Tribune : Ouvrir le débat sur l’adaptation des conditions de travail face au changement climatique

Avec 25 collègues députés, et à l’initiative de Stéphane Viry, député des Vosges, nous avons publié une tribune transpartisane dans Le Télégramme, qui appelle à repenser la question de l’adaptation des conditions de travail face au changement climatique et aux épisodes de canicule.

Nous demandons notamment l’inscription de l’écoute des travailleurs dans le droit du travail.

Voir la tribune Le Télégramme 

Le travail tel que nous le connaissons ne peut plus rester indifférent aux effets du dérèglement climatique. Ce que l’on qualifiait encore récemment d’épisodes exceptionnels est en train de devenir une norme.

Dans les champs, sur les chantiers, dans les établissements de santé, les entrepôts, les écoles, la chaleur extrême affecte la santé, la concentration, la sécurité et la productivité de millions de travailleurs. Et pourtant, cette problématique reste largement absente des débats politiques.

« Ouvrir un débat ambitieux sur l’adaptation du travail au changement climatique »

Il est temps de changer de perspective. Le stress thermique est devenu un risque professionnel à part entière. Il a un coût humain, avec des effets sur la santé qui vont bien au-delà de l’inconfort. Il a un coût social, car les travailleurs les plus précaires – souvent les plus exposés – en sont les premières victimes. Il a un coût économique, avec des pertes de productivité significatives et une désorganisation croissante dans certains secteurs. Et pendant ce temps, le cadre juridique reste largement inadapté.

Face à cette réalité, il faut passer d’une culture de l’urgence à une culture de la prévention et de l’adaptation. Cela suppose d’ouvrir un débat ambitieux sur l’adaptation du travail au changement climatique, et d’en tirer des propositions concrètes, applicables et ambitieuses.

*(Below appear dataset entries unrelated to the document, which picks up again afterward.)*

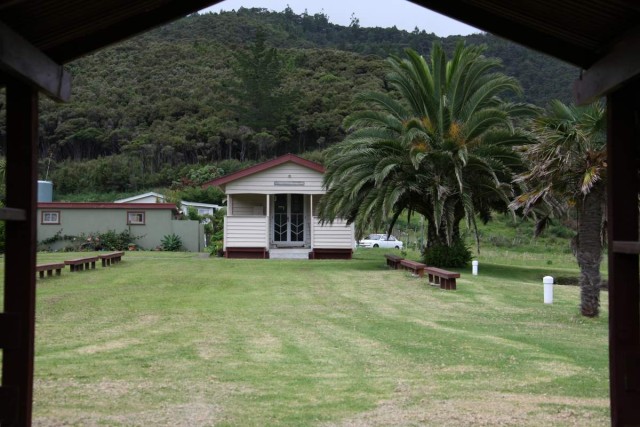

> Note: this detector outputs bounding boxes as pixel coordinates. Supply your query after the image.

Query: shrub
[423,240,472,268]
[161,234,182,252]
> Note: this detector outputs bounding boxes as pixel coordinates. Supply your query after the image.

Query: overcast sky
[204,0,480,37]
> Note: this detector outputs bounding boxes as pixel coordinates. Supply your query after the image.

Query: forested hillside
[2,9,577,194]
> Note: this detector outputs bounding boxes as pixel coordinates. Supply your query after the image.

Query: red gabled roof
[38,202,178,211]
[202,154,325,187]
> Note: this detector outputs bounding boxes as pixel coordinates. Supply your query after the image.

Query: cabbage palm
[512,101,607,317]
[320,44,533,249]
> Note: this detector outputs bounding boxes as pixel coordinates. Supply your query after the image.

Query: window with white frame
[127,212,144,225]
[41,211,60,224]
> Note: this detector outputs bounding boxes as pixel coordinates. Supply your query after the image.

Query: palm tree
[512,101,607,317]
[320,43,533,252]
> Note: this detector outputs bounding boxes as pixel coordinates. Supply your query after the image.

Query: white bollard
[542,276,553,304]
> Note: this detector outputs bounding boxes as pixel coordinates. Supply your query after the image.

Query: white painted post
[542,276,553,304]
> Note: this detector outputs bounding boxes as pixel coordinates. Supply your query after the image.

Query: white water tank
[38,181,53,203]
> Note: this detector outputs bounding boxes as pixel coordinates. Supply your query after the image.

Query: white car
[358,234,402,249]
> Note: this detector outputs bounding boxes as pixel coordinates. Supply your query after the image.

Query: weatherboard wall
[225,162,325,195]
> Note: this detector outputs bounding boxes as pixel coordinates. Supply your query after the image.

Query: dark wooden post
[0,82,38,426]
[607,82,640,426]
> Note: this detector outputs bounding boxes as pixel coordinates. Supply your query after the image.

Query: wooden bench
[98,252,124,267]
[384,254,404,270]
[400,259,427,277]
[64,256,98,271]
[425,267,460,290]
[36,262,64,278]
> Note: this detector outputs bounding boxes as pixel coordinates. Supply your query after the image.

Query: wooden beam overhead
[573,27,640,105]
[0,22,71,101]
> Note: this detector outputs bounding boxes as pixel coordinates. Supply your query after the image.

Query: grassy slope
[12,249,608,426]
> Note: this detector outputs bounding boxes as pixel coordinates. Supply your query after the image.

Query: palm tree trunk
[576,183,605,317]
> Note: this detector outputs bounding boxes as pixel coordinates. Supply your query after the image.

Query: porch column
[309,194,316,250]
[0,81,38,426]
[265,194,271,249]
[607,80,640,426]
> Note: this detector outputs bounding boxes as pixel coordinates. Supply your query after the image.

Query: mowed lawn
[5,250,609,426]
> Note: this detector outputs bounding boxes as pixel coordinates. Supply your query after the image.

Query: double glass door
[273,194,305,246]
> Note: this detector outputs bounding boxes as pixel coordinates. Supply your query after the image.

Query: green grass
[1,249,609,426]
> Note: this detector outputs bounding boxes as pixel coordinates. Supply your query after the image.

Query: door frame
[269,193,309,248]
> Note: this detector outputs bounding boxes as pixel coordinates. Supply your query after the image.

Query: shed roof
[38,202,178,211]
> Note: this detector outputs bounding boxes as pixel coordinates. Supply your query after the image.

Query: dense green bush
[160,234,182,252]
[423,240,472,268]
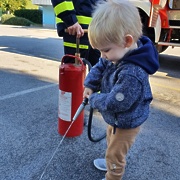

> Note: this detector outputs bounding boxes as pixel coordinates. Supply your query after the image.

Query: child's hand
[83,88,93,98]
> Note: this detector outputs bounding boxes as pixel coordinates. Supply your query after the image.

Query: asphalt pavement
[0,25,180,180]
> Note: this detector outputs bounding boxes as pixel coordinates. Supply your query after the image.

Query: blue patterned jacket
[84,36,159,128]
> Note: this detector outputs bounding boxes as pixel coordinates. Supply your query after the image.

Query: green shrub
[14,9,42,24]
[1,14,33,26]
[1,14,15,24]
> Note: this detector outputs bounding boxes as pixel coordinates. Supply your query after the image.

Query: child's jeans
[106,125,140,180]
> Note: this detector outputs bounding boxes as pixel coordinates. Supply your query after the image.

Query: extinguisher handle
[73,98,88,121]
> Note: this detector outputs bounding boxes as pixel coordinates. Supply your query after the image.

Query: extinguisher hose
[83,59,106,142]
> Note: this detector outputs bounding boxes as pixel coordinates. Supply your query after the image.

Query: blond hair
[88,0,142,48]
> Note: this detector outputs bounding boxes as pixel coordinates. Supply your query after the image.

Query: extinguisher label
[58,90,72,121]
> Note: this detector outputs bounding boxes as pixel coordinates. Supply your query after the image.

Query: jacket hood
[121,36,159,74]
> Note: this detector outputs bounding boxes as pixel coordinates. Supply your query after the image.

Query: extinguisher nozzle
[73,98,88,121]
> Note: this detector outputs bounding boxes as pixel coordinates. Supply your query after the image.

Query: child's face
[98,43,129,64]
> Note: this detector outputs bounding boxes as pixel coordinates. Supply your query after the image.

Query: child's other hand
[83,88,93,98]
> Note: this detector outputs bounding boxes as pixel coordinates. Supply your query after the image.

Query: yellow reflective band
[56,16,92,25]
[63,42,89,49]
[77,16,92,24]
[54,1,74,16]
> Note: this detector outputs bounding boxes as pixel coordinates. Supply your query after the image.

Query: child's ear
[125,34,134,48]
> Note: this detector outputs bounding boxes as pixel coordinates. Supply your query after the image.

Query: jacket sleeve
[84,58,108,92]
[51,0,78,27]
[89,75,142,113]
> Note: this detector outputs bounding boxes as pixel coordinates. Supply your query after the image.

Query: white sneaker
[94,159,107,171]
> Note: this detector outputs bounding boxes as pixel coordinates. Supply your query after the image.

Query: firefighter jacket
[51,0,97,49]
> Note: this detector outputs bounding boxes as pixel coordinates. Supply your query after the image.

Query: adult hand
[68,22,84,38]
[83,88,93,99]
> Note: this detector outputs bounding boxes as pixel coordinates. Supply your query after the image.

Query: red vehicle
[130,0,180,53]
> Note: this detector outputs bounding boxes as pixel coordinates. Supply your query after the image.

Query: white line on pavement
[0,84,57,101]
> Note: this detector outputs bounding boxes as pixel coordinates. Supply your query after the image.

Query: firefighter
[51,0,100,66]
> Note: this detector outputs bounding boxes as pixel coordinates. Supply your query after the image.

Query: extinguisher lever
[73,98,88,121]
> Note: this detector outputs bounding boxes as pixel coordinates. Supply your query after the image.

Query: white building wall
[32,0,56,28]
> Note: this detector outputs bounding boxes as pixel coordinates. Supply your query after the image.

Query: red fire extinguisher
[58,55,86,137]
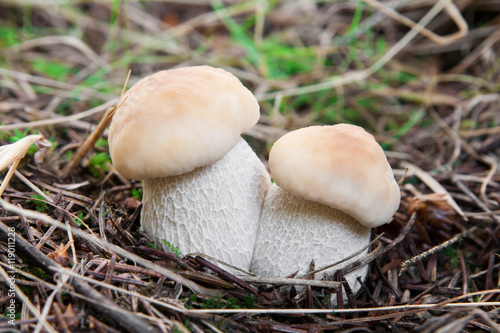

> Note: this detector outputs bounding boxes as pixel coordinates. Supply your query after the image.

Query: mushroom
[251,124,400,291]
[109,66,270,270]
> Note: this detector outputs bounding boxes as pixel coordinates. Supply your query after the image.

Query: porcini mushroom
[109,66,270,270]
[251,124,400,291]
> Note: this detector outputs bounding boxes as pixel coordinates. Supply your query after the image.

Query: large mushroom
[109,66,270,270]
[251,124,400,291]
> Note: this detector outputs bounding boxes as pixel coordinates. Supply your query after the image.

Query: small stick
[398,227,477,276]
[61,70,131,179]
[0,160,21,196]
[61,106,116,179]
[0,223,153,333]
[194,256,257,295]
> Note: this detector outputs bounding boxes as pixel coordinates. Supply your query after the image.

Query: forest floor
[0,0,500,333]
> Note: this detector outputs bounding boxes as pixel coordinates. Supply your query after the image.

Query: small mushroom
[251,124,400,291]
[109,66,270,270]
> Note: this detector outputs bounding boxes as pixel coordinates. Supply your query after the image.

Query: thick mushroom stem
[141,138,270,270]
[251,184,371,292]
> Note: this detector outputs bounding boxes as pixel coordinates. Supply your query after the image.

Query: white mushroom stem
[251,184,371,292]
[141,138,270,270]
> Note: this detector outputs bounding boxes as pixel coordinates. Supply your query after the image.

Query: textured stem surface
[141,138,270,270]
[251,184,370,292]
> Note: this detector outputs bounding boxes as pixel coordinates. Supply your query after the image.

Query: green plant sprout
[162,239,182,258]
[89,152,111,178]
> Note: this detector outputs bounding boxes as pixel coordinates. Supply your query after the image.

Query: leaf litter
[0,0,500,332]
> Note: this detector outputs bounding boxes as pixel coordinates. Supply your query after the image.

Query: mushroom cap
[269,124,401,227]
[109,66,260,179]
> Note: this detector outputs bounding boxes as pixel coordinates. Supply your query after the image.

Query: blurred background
[0,0,500,332]
[0,0,500,169]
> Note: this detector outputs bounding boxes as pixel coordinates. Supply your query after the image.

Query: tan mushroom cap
[269,124,401,227]
[109,66,260,179]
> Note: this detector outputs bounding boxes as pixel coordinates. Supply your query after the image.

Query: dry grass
[0,0,500,333]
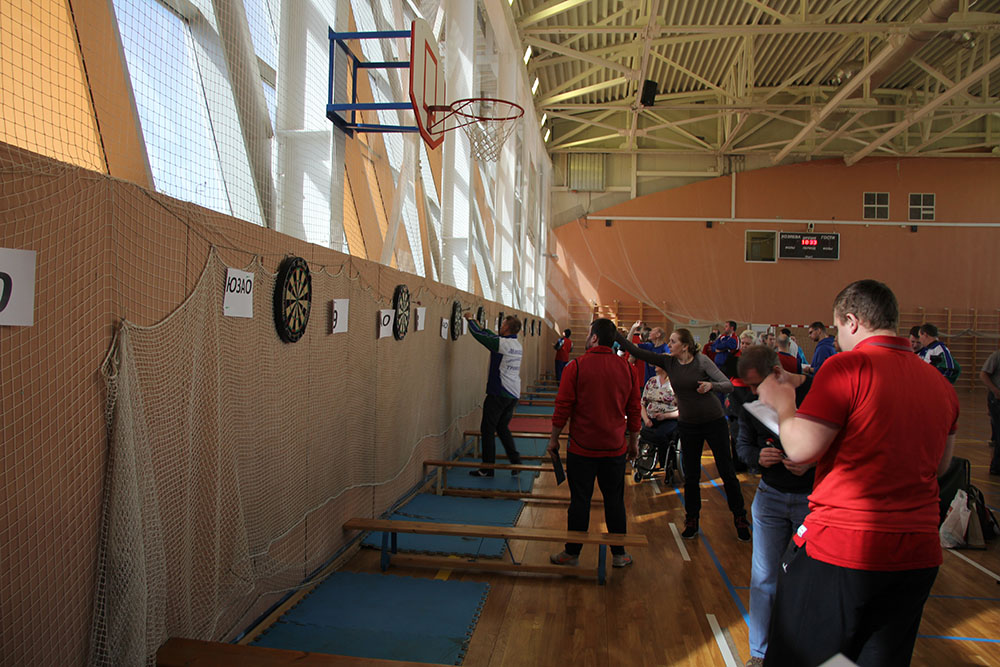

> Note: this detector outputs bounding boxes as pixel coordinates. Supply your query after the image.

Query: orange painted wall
[555,159,1000,323]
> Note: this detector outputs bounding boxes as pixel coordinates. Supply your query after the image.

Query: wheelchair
[632,422,684,483]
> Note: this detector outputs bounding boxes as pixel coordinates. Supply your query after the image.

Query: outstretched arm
[464,313,500,352]
[615,331,670,368]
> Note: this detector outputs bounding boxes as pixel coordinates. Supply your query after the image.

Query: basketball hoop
[430,97,524,161]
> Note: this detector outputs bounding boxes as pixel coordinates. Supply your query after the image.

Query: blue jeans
[750,480,809,658]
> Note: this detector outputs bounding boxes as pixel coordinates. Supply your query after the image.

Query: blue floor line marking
[930,595,1000,602]
[917,635,1000,644]
[674,486,750,628]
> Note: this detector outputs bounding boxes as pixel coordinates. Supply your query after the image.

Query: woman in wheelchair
[635,366,680,482]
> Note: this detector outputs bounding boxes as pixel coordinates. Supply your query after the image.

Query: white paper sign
[330,299,351,333]
[378,308,396,338]
[222,268,253,317]
[0,248,36,327]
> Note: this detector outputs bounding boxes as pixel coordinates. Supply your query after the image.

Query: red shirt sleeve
[552,361,580,428]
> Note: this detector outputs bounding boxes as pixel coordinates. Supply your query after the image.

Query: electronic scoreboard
[778,232,840,259]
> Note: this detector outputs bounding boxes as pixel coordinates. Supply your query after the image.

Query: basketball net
[434,97,524,162]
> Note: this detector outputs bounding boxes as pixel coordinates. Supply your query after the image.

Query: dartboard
[451,301,462,340]
[392,285,410,340]
[274,257,312,343]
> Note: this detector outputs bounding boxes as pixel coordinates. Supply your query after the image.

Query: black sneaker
[681,517,698,540]
[733,514,750,542]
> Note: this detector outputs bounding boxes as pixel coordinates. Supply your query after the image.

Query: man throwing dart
[464,313,523,477]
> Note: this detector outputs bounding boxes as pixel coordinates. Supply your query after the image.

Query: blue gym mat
[448,462,544,493]
[253,572,490,665]
[514,436,552,456]
[514,403,555,415]
[361,496,534,558]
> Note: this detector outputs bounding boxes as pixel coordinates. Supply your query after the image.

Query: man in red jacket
[548,318,642,567]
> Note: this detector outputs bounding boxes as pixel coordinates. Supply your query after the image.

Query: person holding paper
[547,318,642,567]
[757,280,958,667]
[463,313,523,477]
[618,323,750,542]
[736,344,815,667]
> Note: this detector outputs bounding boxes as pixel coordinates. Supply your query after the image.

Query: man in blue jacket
[809,321,837,373]
[712,320,740,378]
[465,313,524,477]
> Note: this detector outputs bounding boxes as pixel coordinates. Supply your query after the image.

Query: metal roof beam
[772,38,902,164]
[652,51,739,100]
[538,76,629,106]
[524,37,636,79]
[517,0,590,28]
[844,49,1000,166]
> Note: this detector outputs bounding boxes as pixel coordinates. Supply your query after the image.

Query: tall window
[910,192,934,220]
[863,192,889,220]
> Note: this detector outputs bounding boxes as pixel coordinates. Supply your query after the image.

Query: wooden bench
[344,518,649,584]
[156,637,446,667]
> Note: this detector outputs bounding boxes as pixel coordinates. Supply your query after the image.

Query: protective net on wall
[0,144,542,665]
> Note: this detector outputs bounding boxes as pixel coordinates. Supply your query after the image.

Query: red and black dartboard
[392,285,410,340]
[274,257,312,343]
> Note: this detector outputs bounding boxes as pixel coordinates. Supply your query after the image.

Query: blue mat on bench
[514,403,555,415]
[361,496,531,558]
[253,572,489,665]
[448,462,548,493]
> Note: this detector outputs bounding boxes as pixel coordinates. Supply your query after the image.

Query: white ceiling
[511,0,1000,164]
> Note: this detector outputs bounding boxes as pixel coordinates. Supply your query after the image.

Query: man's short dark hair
[590,317,618,347]
[736,345,781,380]
[833,278,899,331]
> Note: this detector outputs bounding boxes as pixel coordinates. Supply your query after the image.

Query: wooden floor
[344,391,1000,667]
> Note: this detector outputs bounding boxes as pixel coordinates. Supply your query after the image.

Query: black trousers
[677,417,747,519]
[479,394,521,463]
[566,452,626,556]
[764,544,938,667]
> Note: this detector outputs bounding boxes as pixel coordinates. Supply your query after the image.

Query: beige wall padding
[0,138,550,665]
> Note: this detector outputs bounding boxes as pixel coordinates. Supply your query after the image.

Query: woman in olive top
[618,322,750,542]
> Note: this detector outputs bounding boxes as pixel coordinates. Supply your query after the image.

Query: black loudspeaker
[639,79,656,107]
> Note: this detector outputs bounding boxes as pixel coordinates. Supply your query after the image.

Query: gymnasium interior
[0,0,1000,667]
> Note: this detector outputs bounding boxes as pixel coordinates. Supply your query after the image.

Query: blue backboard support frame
[326,29,420,136]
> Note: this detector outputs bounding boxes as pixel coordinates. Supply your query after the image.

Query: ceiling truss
[512,0,1000,164]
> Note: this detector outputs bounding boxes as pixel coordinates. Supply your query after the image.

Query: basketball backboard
[410,19,447,149]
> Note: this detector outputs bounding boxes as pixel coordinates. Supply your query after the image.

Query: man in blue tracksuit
[809,321,837,373]
[465,313,523,477]
[712,320,740,378]
[917,323,962,384]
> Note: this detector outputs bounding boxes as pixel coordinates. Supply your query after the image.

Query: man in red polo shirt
[548,318,640,567]
[758,280,958,667]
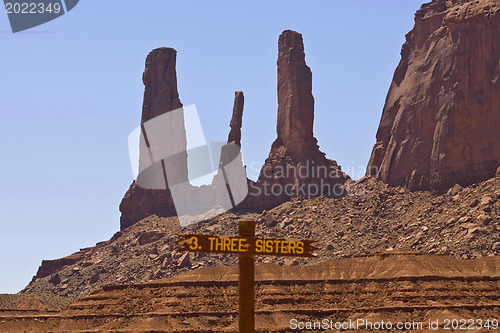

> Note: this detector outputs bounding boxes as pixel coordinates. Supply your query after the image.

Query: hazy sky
[0,0,422,293]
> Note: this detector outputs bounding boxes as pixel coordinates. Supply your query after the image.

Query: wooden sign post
[177,220,316,333]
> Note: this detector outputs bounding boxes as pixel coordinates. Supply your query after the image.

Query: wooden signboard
[177,234,316,257]
[177,221,316,333]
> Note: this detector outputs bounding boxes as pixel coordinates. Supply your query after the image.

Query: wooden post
[238,221,255,333]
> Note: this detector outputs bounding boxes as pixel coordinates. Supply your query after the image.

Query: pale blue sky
[0,0,421,293]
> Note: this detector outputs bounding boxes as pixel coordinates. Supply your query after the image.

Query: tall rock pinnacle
[277,30,316,158]
[227,91,244,146]
[367,0,500,192]
[245,30,349,210]
[120,47,188,230]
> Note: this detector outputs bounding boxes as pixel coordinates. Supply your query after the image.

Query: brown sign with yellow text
[177,234,316,257]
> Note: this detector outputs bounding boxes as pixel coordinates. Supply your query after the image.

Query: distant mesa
[367,0,500,192]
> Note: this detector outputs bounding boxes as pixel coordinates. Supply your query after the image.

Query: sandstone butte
[367,0,500,192]
[120,30,349,230]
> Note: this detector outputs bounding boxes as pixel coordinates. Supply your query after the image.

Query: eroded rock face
[367,0,500,192]
[227,91,245,146]
[120,48,187,230]
[246,30,349,210]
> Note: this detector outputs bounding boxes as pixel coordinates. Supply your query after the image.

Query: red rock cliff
[367,0,500,191]
[246,30,349,210]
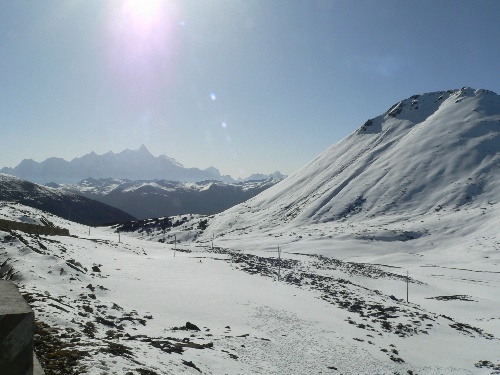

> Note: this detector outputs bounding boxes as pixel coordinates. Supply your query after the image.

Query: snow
[0,88,500,374]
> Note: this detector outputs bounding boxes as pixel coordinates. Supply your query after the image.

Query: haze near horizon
[0,0,500,178]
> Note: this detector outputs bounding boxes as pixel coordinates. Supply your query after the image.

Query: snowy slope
[201,88,500,245]
[0,198,500,374]
[0,173,134,225]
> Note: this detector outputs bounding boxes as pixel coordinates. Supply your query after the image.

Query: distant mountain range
[0,145,284,184]
[50,176,281,219]
[0,174,135,225]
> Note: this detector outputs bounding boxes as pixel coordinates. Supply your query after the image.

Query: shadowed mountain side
[0,174,135,225]
[200,88,500,236]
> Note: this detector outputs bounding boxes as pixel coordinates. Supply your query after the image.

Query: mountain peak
[137,144,151,155]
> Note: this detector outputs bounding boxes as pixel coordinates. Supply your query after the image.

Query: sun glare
[125,0,164,22]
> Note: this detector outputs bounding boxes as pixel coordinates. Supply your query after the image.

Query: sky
[0,0,500,178]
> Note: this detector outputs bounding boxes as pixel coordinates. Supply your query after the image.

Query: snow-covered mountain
[52,177,281,219]
[0,88,500,375]
[201,88,500,244]
[0,145,281,184]
[0,174,135,225]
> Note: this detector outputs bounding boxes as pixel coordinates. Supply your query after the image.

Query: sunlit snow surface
[0,89,500,374]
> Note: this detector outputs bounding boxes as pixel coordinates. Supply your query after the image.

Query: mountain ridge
[0,173,135,225]
[0,145,286,184]
[201,87,500,241]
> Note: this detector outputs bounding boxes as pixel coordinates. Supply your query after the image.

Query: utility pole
[278,246,281,281]
[406,270,409,303]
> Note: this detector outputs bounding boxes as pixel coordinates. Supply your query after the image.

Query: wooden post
[406,271,409,303]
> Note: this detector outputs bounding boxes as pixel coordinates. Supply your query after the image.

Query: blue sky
[0,0,500,177]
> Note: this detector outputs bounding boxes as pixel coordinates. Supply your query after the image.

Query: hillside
[0,88,500,375]
[0,145,222,184]
[0,174,135,225]
[201,88,500,247]
[56,178,279,219]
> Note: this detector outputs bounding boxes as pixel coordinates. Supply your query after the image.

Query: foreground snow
[0,204,500,374]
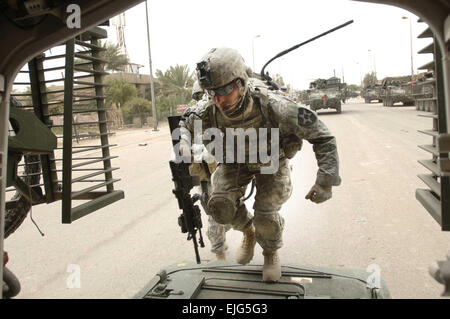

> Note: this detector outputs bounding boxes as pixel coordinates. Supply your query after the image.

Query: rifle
[168,116,205,264]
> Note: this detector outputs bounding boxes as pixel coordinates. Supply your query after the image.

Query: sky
[15,0,433,90]
[101,0,432,90]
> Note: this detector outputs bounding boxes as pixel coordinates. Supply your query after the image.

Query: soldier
[189,81,231,260]
[180,47,341,281]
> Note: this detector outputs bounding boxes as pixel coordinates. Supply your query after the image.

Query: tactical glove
[305,184,332,204]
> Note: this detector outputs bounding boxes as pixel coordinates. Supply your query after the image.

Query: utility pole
[145,0,158,131]
[252,34,261,73]
[402,17,414,80]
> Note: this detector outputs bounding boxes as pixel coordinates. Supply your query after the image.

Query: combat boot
[263,250,281,282]
[236,224,256,265]
[216,244,228,260]
[216,251,227,260]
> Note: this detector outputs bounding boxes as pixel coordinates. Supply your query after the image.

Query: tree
[106,79,137,109]
[363,72,378,87]
[105,79,137,127]
[156,64,194,95]
[155,64,194,117]
[100,42,130,72]
[122,97,152,124]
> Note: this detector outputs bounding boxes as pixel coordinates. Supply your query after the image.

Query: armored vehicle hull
[135,261,391,299]
[383,87,415,106]
[362,89,383,103]
[309,94,342,113]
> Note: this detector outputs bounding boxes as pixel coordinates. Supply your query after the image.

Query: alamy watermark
[66,264,81,289]
[172,120,280,174]
[66,3,81,29]
[366,264,381,289]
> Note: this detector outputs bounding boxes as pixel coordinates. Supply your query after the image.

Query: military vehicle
[307,77,346,113]
[361,84,383,103]
[381,76,415,106]
[0,0,450,299]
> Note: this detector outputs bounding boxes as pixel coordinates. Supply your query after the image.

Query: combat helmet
[192,80,205,101]
[196,47,248,90]
[196,47,249,116]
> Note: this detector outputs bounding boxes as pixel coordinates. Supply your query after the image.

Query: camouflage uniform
[189,81,231,254]
[180,79,341,251]
[189,163,231,254]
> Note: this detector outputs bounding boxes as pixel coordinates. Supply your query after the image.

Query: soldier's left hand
[305,184,332,204]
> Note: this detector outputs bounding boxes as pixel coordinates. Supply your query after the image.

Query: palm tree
[100,42,130,72]
[155,64,194,116]
[156,64,194,95]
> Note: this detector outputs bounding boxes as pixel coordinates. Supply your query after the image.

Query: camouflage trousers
[206,215,231,254]
[197,181,231,254]
[210,158,292,251]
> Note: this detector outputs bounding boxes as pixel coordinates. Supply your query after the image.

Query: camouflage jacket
[180,79,341,186]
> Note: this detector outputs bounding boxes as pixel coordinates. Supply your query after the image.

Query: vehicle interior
[0,0,450,297]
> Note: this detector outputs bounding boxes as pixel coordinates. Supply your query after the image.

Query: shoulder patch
[298,107,317,126]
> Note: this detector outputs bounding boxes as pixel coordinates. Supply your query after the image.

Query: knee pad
[253,212,284,239]
[208,192,237,224]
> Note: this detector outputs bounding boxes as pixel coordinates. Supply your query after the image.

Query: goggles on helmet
[207,81,234,97]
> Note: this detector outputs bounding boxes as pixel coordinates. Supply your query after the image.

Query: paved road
[5,102,450,298]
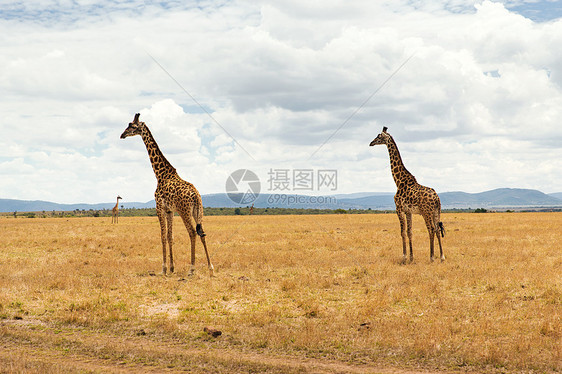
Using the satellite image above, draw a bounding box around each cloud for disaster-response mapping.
[0,0,562,202]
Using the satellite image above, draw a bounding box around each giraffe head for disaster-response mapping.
[369,127,390,146]
[121,113,145,139]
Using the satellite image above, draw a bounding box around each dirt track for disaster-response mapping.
[0,321,456,374]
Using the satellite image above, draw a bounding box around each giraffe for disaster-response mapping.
[121,113,214,276]
[369,127,445,263]
[111,195,122,223]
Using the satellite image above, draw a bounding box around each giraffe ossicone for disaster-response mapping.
[369,126,445,263]
[121,113,214,276]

Inscrire l’écoute active des travailleurs comme 10ᵉ principe de prévention

La première mesure structurante que nous devons inscrire dans notre droit du travail est l’écoute active des travailleurs comme 10ᵉ principe de prévention. Cette idée, au cœur d’une proposition de loi que j’ai co-déposée avec mon collègue Dominique Potier et rédigée avec Astrid Panosyan-Bouvet lorsqu’elle était députée, est encore absente du Code du travail. Issue des assises du travail et du rapport Sénard-Thiéry, cette proposition permettrait de renforcer la capacité des salariés à alerter, proposer, adapter, à partir de leur propre expérience du terrain.

Il ne s’agit pas de freiner l’activité économique, ni d’imposer une norme uniforme à tous les secteurs. Il s’agit de protéger, d’anticiper, d’accompagner. D’agir non pas sous la contrainte des températures extrêmes, mais dans une logique de responsabilité, de justice et d’efficacité.

Le dérèglement climatique redéfinit les équilibres fondamentaux du monde du travail. Il nous impose d’agir avec lucidité. Prévenir plutôt que subir, écouter plutôt que décréter, anticiper plutôt que réagir : telle est la voie que nous devons ouvrir ensemble.

Premiers signataires :

Stéphane Viry, Delphine Lingemann, François Ruffin, Moerani Frébault, Océane Godard, Béatrice Bellay, Christine Le Nabour, Stéphane Lenormand, Constance de Pélichy, Jean-Pierre Bataille, Max Mathiasin, Laurent Panifous, Dominique Potier, Nicolas Bonnet, Sandrine Le Feur, Pierrick Courbon, David Taupiac, Julien Dive, Paul Molac, Harold Huwart, Laurent Mazaury, Josiane Corneloup, Salvatore Castiglione, Paul André Colombani, Sophie Thiery (Présidente de la commission Emploi/Travail du CESE, corédactrice des Assises du travail).